Nel breve pezzo sul nostro giornale si faceva notare come nessuno dell’amministrazione avesse ancora espresso la sua opinione, né in un senso, né nell’altro, sui diversi argomenti che ruotano attorno al Testamento Ottaviani, come gli espropri, il cambiamento di statuto, o semplicemente sulle indagini della procura. Ora il sindaco risponde e pubblichiamo integralmente.

Commentando il nostro posizionamento in Purgatorio rispetto alla questione all’Istituzione Povera Costante Maria, intanto una precisazione è d’obbligo: checché ne dicano storici o consulenti vari, la modifica dello statuto dell’Istituzione è avvenuta con decreto del presidente della Regione Marche – giustamente citato da Lillo Olivieri – cioè il numero 63 del 17-5-99. Bontà sua l’allora presidente della Regione era il magistrato Vito D’Ambrosio.

Il Comune di Grottammare ha semplicemente espresso un parere positivo al cambiamento di statuto in un atto di consiglio comunale, sempre nel 1999. La legge che regolamenta la procedura è la legge regionale 43/88 che all’articolo 10, punto 2/a stabilisce che spetta alla Regione curare l’adempimento delle funzioni amministrative relative (tra l’altro) alle modifiche istituzionali e statutarie delle Ipab che operano nell’ambito regionale.

Che poi la Istituzione Povera Costante Maria non potesse essere regolamentata dalla legge Crispi, come a più riprese qualcuno sostiene, su questo, se se ne avesse voglia, basterebbe leggere le prime due righe della Legge Crispi che chiariscono quali sono le situazioni da essa regolamentate da quel momento in avanti, annullando tutte le leggi precedenti (dato che le leggi dell’800 erano molto ben scritte) e comunque, non compete certo a me disquisire su un atto quale è un decreto del presidente della Regione Marche.

Per entrare poi nel merito dei beni dell’ente “espropriati”, qui si sfiora il paradosso.

Un bene espropriato per pubblica utilità è soggetto a normative dettagliate e rigorose, con precisi passaggi che, per fortuna, consentono all’ente pubblico di prevalere sulla proprietà privata quando sussistono giustificati e motivati obiettivi di interesse pubblico.

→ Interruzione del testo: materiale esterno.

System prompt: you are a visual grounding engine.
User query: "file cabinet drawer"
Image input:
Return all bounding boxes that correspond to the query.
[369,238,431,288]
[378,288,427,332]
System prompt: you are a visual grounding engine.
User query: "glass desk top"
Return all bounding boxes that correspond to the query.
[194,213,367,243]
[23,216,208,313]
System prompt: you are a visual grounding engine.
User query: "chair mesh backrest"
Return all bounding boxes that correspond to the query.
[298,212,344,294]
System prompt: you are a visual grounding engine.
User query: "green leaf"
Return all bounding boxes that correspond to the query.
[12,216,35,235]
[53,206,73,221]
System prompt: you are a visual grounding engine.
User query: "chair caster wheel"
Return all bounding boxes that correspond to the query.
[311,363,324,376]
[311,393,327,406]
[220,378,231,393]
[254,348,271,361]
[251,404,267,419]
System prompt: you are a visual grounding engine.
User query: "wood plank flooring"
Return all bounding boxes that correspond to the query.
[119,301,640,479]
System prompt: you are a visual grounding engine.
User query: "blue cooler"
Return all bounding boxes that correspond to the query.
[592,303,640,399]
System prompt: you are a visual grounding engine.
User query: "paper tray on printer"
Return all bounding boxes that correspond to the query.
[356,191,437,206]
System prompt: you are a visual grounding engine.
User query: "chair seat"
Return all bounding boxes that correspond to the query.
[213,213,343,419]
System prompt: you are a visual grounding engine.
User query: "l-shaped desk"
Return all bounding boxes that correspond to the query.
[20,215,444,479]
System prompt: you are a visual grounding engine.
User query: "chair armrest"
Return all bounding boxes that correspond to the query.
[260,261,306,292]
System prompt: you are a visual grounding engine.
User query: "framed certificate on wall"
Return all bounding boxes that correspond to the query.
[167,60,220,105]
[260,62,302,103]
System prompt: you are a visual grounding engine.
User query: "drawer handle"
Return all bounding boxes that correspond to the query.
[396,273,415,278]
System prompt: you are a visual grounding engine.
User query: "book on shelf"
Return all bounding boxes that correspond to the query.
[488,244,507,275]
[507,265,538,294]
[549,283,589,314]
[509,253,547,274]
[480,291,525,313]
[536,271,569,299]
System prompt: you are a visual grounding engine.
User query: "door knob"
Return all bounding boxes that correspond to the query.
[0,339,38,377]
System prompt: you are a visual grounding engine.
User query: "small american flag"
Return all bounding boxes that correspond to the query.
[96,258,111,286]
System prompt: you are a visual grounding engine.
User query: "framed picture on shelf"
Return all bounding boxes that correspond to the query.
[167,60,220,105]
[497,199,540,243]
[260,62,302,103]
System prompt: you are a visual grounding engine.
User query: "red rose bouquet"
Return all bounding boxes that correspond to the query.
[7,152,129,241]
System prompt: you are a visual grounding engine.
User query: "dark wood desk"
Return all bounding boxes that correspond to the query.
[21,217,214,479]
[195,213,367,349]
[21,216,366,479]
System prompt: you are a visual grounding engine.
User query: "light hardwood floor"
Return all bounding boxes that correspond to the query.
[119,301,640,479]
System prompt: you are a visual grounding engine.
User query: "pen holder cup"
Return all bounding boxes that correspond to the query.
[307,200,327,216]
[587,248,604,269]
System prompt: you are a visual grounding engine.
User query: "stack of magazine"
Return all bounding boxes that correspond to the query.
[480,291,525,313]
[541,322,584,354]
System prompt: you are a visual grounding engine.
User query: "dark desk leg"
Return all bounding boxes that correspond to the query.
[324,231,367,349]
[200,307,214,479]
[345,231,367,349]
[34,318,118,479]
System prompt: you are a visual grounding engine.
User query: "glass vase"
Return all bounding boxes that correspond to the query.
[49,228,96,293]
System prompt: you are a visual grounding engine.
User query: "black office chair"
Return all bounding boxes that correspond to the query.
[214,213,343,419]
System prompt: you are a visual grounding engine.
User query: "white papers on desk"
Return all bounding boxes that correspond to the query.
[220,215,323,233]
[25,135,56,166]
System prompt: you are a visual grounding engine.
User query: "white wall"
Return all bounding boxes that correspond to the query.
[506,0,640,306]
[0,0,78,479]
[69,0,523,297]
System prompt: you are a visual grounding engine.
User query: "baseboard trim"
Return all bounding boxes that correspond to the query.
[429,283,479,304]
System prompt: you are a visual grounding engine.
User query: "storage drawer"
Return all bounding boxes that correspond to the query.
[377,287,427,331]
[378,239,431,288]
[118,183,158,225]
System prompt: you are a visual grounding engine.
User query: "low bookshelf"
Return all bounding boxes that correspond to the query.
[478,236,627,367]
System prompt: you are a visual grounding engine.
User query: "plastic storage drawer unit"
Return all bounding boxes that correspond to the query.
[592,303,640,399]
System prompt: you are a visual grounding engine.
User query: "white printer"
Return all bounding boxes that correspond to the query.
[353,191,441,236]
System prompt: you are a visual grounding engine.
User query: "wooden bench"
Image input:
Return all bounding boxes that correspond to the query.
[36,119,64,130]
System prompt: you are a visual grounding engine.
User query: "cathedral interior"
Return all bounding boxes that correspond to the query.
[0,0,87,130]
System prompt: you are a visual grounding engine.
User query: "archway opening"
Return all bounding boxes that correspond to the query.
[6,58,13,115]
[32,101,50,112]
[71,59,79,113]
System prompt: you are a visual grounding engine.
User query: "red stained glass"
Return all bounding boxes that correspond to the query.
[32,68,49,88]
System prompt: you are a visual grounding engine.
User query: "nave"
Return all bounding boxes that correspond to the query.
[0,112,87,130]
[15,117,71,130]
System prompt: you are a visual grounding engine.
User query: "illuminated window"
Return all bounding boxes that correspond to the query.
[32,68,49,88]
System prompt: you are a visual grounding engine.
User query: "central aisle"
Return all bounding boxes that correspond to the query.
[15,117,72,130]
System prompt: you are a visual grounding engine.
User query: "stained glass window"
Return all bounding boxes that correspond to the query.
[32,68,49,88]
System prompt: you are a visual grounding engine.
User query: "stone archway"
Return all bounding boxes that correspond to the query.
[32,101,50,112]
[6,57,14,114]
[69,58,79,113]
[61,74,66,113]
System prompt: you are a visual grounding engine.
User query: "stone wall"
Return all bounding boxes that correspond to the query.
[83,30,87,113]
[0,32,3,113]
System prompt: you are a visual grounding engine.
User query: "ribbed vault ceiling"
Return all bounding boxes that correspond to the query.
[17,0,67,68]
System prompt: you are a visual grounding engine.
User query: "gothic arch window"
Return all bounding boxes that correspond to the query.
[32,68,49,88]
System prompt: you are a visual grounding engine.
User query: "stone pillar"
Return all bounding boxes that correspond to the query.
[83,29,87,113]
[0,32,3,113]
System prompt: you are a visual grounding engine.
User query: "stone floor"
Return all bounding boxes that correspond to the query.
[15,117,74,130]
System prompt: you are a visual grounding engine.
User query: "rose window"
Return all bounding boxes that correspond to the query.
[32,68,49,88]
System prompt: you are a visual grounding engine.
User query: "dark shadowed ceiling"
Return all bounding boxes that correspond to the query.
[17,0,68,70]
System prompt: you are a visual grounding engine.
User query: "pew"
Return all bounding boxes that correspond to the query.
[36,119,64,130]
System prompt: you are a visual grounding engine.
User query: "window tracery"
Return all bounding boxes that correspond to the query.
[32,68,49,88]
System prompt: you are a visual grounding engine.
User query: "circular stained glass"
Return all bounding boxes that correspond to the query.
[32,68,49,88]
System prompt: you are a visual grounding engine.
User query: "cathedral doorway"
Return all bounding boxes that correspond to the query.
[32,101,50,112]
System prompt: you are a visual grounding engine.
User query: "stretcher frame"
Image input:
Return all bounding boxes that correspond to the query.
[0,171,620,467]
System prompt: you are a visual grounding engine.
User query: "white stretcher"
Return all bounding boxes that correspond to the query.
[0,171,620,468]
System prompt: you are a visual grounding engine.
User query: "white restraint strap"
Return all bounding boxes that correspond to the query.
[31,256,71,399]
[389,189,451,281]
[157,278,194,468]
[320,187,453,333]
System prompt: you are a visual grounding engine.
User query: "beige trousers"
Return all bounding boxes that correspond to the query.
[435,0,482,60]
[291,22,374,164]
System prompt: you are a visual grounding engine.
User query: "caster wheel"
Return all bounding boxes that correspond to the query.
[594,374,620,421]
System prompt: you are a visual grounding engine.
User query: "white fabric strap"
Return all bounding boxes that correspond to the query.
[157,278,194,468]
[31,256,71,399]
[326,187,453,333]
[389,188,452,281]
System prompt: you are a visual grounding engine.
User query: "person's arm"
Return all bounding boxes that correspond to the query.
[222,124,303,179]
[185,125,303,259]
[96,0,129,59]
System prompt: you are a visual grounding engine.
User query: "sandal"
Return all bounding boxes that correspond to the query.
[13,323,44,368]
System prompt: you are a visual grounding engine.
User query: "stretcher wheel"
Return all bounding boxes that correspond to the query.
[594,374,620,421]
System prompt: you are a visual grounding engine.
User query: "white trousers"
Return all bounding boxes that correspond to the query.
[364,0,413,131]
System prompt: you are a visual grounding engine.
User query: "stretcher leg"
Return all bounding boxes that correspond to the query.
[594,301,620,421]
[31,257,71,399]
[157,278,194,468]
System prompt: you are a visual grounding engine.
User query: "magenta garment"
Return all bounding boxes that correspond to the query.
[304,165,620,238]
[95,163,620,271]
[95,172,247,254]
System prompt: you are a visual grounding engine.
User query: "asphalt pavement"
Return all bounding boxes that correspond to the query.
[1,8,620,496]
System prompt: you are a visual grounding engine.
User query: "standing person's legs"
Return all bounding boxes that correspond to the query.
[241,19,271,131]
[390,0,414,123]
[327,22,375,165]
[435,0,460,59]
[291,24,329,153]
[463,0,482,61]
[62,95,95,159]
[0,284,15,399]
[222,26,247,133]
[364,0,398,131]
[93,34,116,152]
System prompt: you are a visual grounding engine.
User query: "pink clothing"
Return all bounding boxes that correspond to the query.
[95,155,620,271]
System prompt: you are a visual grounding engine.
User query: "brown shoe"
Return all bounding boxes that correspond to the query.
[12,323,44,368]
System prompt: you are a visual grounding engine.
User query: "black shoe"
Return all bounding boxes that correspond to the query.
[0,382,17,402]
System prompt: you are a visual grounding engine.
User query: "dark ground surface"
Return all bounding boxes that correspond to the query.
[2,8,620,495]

Un esproprio non è null’altro che l’acquisizione da parte dell’ente pubblico di un bene privato attraverso la corresponsione coatta del giusto compenso, che viene stabilito con regole precise in base alle norme vigenti. Un esproprio non può essere certo in nessun modo motivo di negazione delle volontà testamentarie, in quanto nessuno può con testamento impedire un successivo esproprio della pubblica amministrazione. Penso che questo sia facilmente comprensibile da chiunque.

Spiego per l’ennesima volta che l’ente, dal 1999, è gestito da un consiglio di amministrazione il cui presidente e la cui maggioranza sono nominati direttamente dal vescovo, proprio nel rispetto delle volontà testamentarie originarie.

Il consiglio comunale di Grottammare nomina due membri del consiglio di amministrazione, che sono in assoluta minoranza.

Faccio notare, infine, che i soldi che l’ente aveva diligentemente accumulato e mantenuto sono stati utilizzati per un magnifico recupero della sede storica dell’ente, nei pressi del castello di Grottammare, e che oggi all’interno di questo edificio trova sede “Casa Lella”, una casa famiglia che si occupa di minori in difficoltà. Ovviamente una onlus, volontariato puro.

Penso di aver chiarito la totale mancanza di implicazioni dirette del comune di Grottammare.